Io aveva, - egli disse, - io aveva avuto l'onore di servire altre volte in qualità di segretario, parecchi cardinali che, per mia disgrazia, sono tutti morti. Il primo fu il cardinal Basadonna1 veneziano, il quale, morendo, mi lasciò una pensione vitalizia sufficiente per vivere senz'esser a carico d'alcuno. Morto il cardinal Gastaldi,2 l'ultimo che servii, il signor Pietro de' Gabrielli, col quale da lungo tempo avevo molta famigliarità, m'offrì la sua tavola e la sua casa, senz'altro obbligo che di tenergli compagnia. Mi promise anzi, che se fosse andato innanzi negli onori della Corte Romana, avrebbe fatto andare innanzi anche me.
Offerte così graziose mi fecero preferire questo partito ad altri che mi erano proposti da persone ragguardevoli. Passai circa due anni e mezzo nella casa del signor de' Gabrielli. Qualche volta ci venivano persone versate nelle scienze, e c'intrattenevamo in diverse materie di filosofia; ma il discorso non cadeva sulla religione che assai di rado, e in quei casi era sempre un certo abate, chiamato Antonio Oliva, che lo metteva in mezzo.
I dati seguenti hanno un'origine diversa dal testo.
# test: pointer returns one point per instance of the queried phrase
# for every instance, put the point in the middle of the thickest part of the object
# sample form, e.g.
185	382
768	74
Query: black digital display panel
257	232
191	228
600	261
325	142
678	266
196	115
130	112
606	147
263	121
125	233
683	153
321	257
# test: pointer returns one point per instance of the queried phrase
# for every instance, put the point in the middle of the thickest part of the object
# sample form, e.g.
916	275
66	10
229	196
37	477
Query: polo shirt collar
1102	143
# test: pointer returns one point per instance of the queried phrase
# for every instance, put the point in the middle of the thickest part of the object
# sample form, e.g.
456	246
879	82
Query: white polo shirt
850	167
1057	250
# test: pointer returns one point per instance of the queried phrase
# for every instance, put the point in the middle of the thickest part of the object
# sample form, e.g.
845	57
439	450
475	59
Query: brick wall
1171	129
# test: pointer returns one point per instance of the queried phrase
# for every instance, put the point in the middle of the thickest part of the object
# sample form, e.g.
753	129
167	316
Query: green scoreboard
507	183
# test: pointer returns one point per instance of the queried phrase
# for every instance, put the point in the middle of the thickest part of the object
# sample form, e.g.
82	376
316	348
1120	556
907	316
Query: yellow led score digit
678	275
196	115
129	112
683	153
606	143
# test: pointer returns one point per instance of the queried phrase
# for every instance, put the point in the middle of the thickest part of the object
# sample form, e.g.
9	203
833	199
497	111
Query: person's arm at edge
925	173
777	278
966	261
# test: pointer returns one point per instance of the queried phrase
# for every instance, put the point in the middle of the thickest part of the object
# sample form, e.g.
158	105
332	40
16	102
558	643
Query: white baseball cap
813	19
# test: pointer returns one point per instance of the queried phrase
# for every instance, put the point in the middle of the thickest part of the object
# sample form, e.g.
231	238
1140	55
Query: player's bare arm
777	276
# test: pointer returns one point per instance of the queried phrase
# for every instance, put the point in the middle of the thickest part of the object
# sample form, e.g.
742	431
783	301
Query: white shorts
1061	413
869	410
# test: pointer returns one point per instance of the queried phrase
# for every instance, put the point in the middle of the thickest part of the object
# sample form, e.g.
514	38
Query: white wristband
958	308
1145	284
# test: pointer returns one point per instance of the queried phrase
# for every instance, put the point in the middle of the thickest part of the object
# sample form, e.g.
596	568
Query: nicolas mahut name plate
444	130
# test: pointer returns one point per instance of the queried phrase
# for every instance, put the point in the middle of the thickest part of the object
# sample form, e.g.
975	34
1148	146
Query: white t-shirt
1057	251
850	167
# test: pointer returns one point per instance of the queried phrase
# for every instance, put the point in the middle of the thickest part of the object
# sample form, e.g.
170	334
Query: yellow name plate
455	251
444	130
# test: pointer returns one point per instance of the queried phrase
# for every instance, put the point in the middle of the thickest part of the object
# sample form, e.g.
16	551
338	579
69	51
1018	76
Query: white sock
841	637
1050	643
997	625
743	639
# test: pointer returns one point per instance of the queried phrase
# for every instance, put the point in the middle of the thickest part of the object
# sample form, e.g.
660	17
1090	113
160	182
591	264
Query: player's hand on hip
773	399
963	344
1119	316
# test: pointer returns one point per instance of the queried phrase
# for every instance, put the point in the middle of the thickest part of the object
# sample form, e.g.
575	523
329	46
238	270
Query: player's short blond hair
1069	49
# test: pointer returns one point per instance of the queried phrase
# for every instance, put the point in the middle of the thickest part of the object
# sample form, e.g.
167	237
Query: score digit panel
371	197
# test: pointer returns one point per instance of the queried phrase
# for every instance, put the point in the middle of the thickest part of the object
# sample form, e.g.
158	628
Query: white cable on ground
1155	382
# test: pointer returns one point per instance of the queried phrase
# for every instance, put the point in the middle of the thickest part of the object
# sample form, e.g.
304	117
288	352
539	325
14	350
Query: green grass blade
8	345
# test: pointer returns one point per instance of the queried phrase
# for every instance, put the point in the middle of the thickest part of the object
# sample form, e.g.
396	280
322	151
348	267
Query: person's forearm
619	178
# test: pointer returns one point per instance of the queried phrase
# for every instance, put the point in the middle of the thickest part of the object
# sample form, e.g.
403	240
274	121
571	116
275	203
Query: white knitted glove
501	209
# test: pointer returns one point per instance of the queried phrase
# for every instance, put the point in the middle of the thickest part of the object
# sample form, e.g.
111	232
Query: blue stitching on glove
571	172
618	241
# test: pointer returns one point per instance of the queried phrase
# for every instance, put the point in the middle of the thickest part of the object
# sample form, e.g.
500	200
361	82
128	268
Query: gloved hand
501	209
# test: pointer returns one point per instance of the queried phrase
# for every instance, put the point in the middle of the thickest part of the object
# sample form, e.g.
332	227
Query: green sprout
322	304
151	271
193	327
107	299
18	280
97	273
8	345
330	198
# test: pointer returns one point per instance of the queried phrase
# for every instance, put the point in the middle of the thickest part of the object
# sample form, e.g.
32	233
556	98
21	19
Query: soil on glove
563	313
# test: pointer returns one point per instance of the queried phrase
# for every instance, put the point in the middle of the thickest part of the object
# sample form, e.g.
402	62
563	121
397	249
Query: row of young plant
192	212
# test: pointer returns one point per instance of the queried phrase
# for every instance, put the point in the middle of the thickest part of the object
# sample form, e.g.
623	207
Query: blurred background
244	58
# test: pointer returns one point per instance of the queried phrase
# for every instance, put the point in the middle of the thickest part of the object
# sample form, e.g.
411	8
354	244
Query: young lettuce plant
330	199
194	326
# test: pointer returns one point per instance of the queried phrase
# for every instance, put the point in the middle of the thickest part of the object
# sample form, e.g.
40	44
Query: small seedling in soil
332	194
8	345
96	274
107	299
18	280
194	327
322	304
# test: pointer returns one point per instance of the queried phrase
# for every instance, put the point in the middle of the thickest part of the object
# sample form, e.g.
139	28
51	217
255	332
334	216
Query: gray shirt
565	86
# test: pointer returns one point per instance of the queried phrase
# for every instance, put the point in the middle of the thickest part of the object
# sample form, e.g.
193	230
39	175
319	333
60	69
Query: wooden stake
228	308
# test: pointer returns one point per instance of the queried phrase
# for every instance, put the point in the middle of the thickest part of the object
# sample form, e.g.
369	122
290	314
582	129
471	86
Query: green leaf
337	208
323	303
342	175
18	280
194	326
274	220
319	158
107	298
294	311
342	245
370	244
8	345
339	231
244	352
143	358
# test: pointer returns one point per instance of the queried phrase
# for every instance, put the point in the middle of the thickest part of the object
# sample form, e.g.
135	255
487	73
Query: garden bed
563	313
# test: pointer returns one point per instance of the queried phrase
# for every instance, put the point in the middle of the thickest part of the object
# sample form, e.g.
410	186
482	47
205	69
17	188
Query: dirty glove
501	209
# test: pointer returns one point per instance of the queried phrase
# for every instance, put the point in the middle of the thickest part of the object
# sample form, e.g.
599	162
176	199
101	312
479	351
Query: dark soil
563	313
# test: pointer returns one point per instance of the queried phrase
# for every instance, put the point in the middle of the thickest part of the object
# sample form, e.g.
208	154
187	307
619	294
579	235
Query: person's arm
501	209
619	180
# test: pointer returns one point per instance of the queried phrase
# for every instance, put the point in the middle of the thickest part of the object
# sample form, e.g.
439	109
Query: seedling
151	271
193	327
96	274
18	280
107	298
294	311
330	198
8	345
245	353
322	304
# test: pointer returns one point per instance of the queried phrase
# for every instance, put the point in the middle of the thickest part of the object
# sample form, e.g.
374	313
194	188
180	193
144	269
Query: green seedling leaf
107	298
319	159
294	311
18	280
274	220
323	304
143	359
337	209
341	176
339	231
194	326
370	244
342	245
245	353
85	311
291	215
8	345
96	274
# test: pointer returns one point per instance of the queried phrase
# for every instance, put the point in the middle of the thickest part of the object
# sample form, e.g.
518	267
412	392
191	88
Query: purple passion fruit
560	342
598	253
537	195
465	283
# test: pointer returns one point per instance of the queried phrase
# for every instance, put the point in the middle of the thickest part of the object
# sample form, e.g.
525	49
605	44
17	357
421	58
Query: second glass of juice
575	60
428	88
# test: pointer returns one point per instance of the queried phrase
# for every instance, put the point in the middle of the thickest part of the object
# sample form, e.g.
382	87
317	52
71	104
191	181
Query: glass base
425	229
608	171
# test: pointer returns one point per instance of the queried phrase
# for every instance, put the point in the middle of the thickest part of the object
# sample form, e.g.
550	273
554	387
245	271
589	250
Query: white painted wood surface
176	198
Accadde, per una disgrazia inopinata, che parecchi di noi furono accusati come eretici all'Inquisizione di Milano da Francesco Pichitelli che aveva il soprannome di Checco falegname, perché era figlio d'un legnaiuolo; uomo, del resto, di vita così malvagia che aveva meritato la forca per assassinio. La deposizione che egli fece a Milano ebbe tanta forza in Roma contro di noi che, l'uno dopo l'altro, di nove o dieci che ci eravamo trovati in una di quelle conversazioni di cui dissi, fummo tutti messi in prigione; ed ecco in particolare come fui arrestato io.